If you're self-hosting Supabase, you already know the appeal: complete control, predictable costs, and no vendor lock-in. But what happens when your users need to search through thousands of records? Do you spin up Elasticsearch or Algolia, adding more infrastructure complexity to your stack?
You don't have to. PostgreSQL's native full text search is surprisingly capable, and it comes baked into your self-hosted Supabase instance. This guide walks you through implementing full text search from scratch, covering everything from basic queries to production-ready indexed searches.

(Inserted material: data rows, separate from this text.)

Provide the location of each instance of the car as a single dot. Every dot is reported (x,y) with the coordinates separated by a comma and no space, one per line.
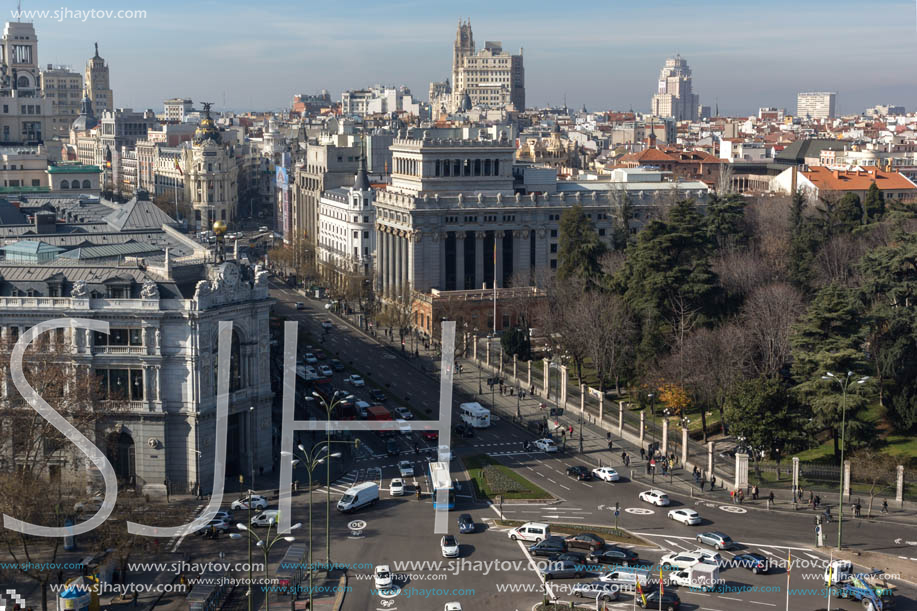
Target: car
(550,546)
(545,445)
(382,577)
(681,560)
(689,517)
(613,555)
(355,380)
(466,523)
(586,540)
(670,601)
(606,474)
(580,472)
(605,592)
(563,570)
(406,468)
(756,563)
(257,502)
(449,546)
(404,413)
(654,497)
(716,540)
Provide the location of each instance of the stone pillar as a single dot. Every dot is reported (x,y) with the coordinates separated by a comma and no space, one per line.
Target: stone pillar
(684,446)
(479,259)
(460,261)
(741,482)
(846,480)
(665,436)
(498,257)
(710,445)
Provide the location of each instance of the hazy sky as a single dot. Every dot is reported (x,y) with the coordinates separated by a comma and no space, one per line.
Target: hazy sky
(605,54)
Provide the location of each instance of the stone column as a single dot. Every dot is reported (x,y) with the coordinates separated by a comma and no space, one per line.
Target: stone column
(846,480)
(710,445)
(460,261)
(741,482)
(684,446)
(498,256)
(665,436)
(479,259)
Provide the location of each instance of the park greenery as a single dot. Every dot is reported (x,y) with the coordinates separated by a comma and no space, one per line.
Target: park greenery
(740,306)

Why Use PostgreSQL Full Text Search
Before diving into implementation, let's address the elephant in the room: when does Postgres full text search make sense versus dedicated search services?

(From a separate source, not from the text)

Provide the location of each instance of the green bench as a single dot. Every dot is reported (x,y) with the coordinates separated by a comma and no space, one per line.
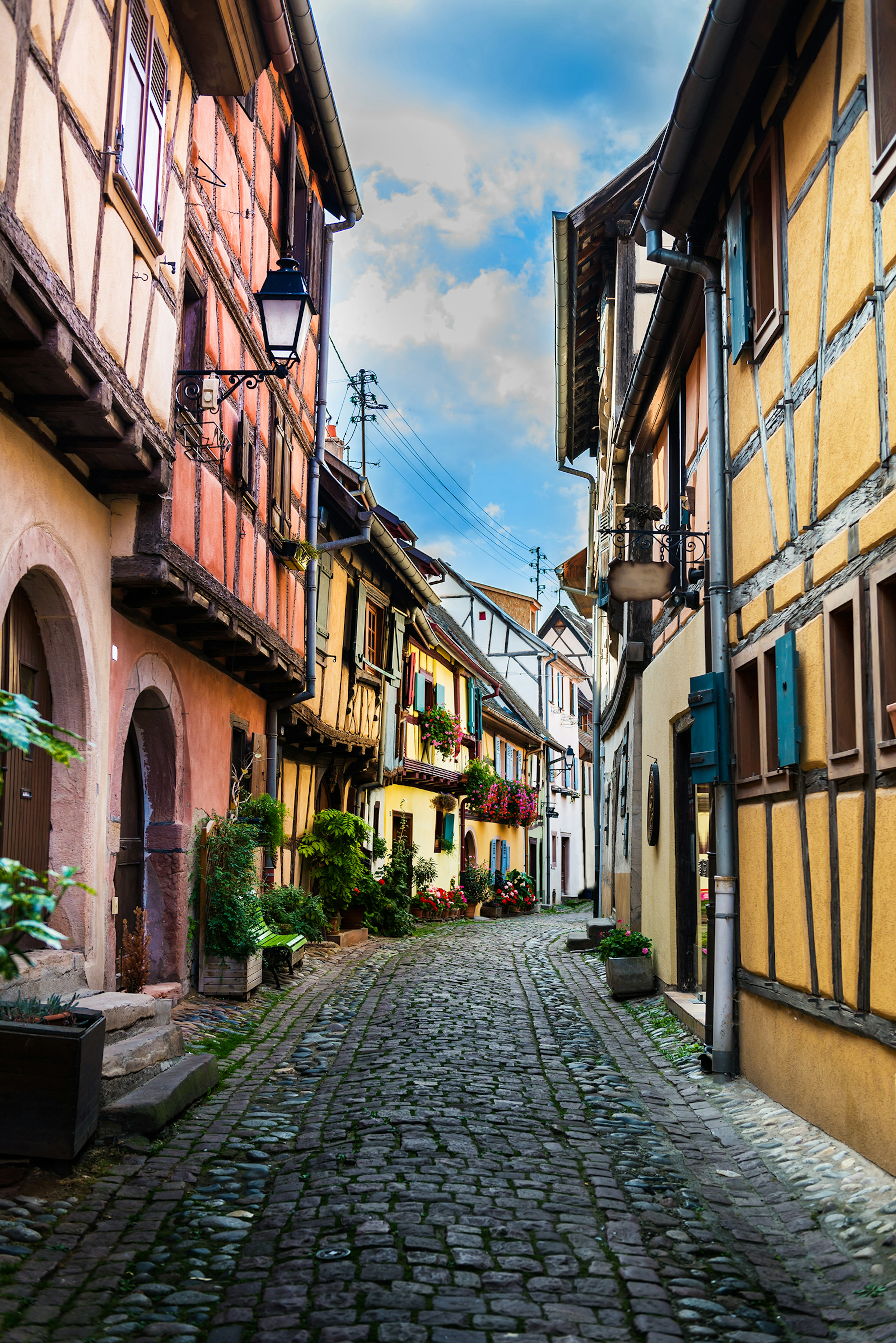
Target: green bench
(279,947)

Choose PostgreSQL full text search when:
- Your dataset is under 10 million rows
- You need real-time consistency between data and search results
- You want to minimize infrastructure complexity
- Your search requirements are straightforward (no ML-powered relevance ranking)

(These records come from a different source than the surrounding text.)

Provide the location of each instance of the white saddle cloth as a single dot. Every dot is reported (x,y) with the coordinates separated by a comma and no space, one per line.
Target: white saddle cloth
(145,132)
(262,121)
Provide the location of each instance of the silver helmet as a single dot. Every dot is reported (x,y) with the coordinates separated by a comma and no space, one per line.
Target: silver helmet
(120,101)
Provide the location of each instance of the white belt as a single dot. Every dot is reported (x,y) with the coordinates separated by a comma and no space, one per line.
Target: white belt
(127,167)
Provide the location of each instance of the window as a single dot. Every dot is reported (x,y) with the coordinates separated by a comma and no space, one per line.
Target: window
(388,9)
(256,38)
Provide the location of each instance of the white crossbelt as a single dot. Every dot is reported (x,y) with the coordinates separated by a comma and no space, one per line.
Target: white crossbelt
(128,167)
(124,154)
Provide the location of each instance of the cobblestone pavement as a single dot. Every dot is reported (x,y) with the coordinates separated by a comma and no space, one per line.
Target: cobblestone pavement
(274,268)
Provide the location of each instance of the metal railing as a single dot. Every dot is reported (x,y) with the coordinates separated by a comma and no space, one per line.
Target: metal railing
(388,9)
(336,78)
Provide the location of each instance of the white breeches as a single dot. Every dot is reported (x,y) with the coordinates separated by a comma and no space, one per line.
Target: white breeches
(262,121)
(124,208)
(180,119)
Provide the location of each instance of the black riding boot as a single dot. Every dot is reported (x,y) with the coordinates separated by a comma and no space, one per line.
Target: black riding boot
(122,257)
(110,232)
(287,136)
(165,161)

- You're optimizing for cost efficiency
Consider external search services when:
- You need typo tolerance and fuzzy matching at scale
- Your search requires ML-based ranking or personalization
- You're indexing unstructured data from multiple sources
- Sub-10ms response times are critical
For most self-hosted Supabase deployments, the built-in search handles 80% of use cases without adding operational burden.
Understanding Text Search Fundamentals
PostgreSQL full text search works by converting text into tsvector (a searchable document format) and queries into tsquery (a search pattern format). The @@ operator checks if a document matches a query.
Here's a minimal example:
SELECT 'The quick brown fox' @@ to_tsquery('quick & fox');
-- Returns: true
The magic happens in how Postgres processes text:
- Tokenization - Breaking text into individual words
- Normalization - Converting to lowercase, stemming (running → run)
- Stop word removal - Filtering common words (the, a, is)
- Lexeme creation - Building the searchable representation
Setting Up Full Text Search in Self-Hosted Supabase
Let's build a practical search system for a products table. This example works identically whether you're using Docker Compose or another deployment method.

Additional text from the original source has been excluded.